Standard deviation is simply the square root of the variance, $\sigma$, and it is the easier of the two to interpret because it is in the same units as the observations.

Note that variance is additive while standard deviation is not.

In [7]:

print('Variance of x1:', np.var(x1))
print('Standard deviation of x1:', np.std(x1))
print('Variance of x2:', np.var(x2))
print('Standard deviation of x2:', np.std(x2))

Variance of x1: 6.66666666667
Standard deviation of x1: 2.58198889747
Variance of x2: 801.24
Standard deviation of x2: 28.3061830701

Standard deviation indicates the amount of variation in a set of data values. A low standard deviation indicates that the data points tend to be close to the expected value, while a high standard deviation indicates that the data points are spread out over a wider range of values.

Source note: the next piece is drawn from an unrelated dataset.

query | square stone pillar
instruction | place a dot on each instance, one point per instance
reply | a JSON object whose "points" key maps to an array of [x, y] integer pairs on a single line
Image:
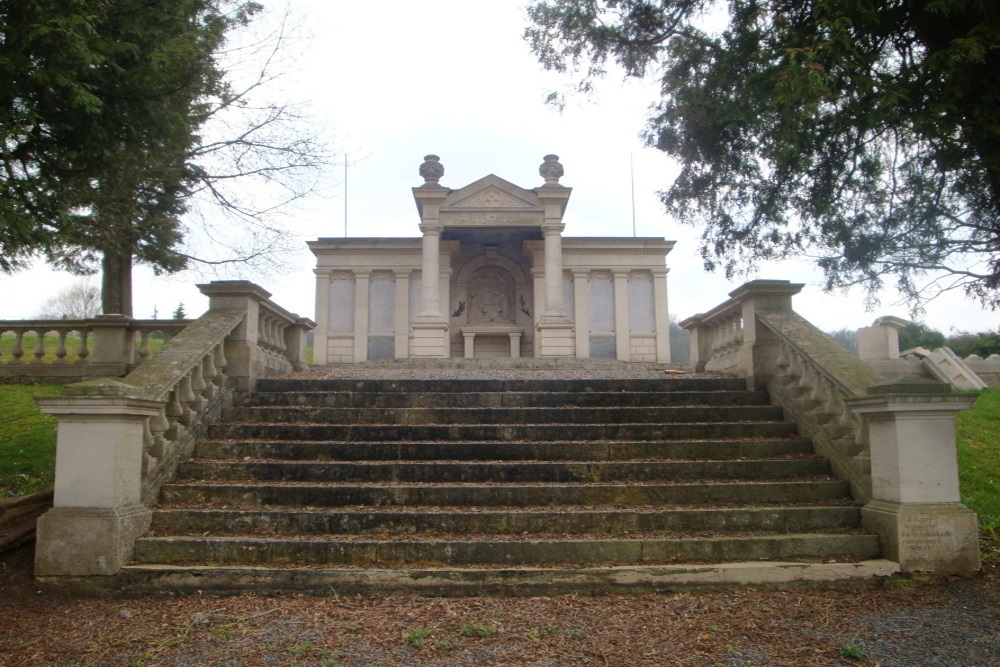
{"points": [[98, 511], [402, 321], [113, 350], [881, 339], [362, 287], [320, 345], [916, 506], [581, 309], [661, 315]]}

Some properties of standard deviation that are handy:¶

The standard deviation of a constant is equal to 0
Standard deviations cannot be added. Therefore, $\sigma(X+Y)\neq \sigma(X) + \sigma(Y)$
However, variance, can be added. Infact, $\sigma^2(X+Y) = \sigma^2(X) + \sigma^2(Y) + Cov(X,Y)$
If X and Y are uncorrelated, $Cov(X,Y)=0$ and $\sigma^2(X+Y) = \sigma^2(X) + \sigma^2(Y)$

Volatility¶

If an experiment is performed daily and the results of an experiment on one day do not affect the on their results any other day, daily observation are uncorrelated. If we measure daily standard deviation as $\sigma_i$ then we can calculate the standard deviation for an year, also called annualized standard deviation as: $$\sigma_{ann} = \sqrt{\sum_{i=1}^T \sigma_i^2}$$

In finance, we sum over all trading days and this annualized standard deviation is called Volatility.

These are Only Estimates¶

It is important to remember that when we are working with a subset of actual data, these computations will only give you sample statistics, that is mean and standard deviation of a sample of data. Whether or not this reflects the current true population mean and standard deviation is not always obvious, and more effort has to be put into determining that. This is especially problematic in finance because all data are time series and the mean and variance may change over time. In general do not assume that because something is true of your sample, it will remain true going forward.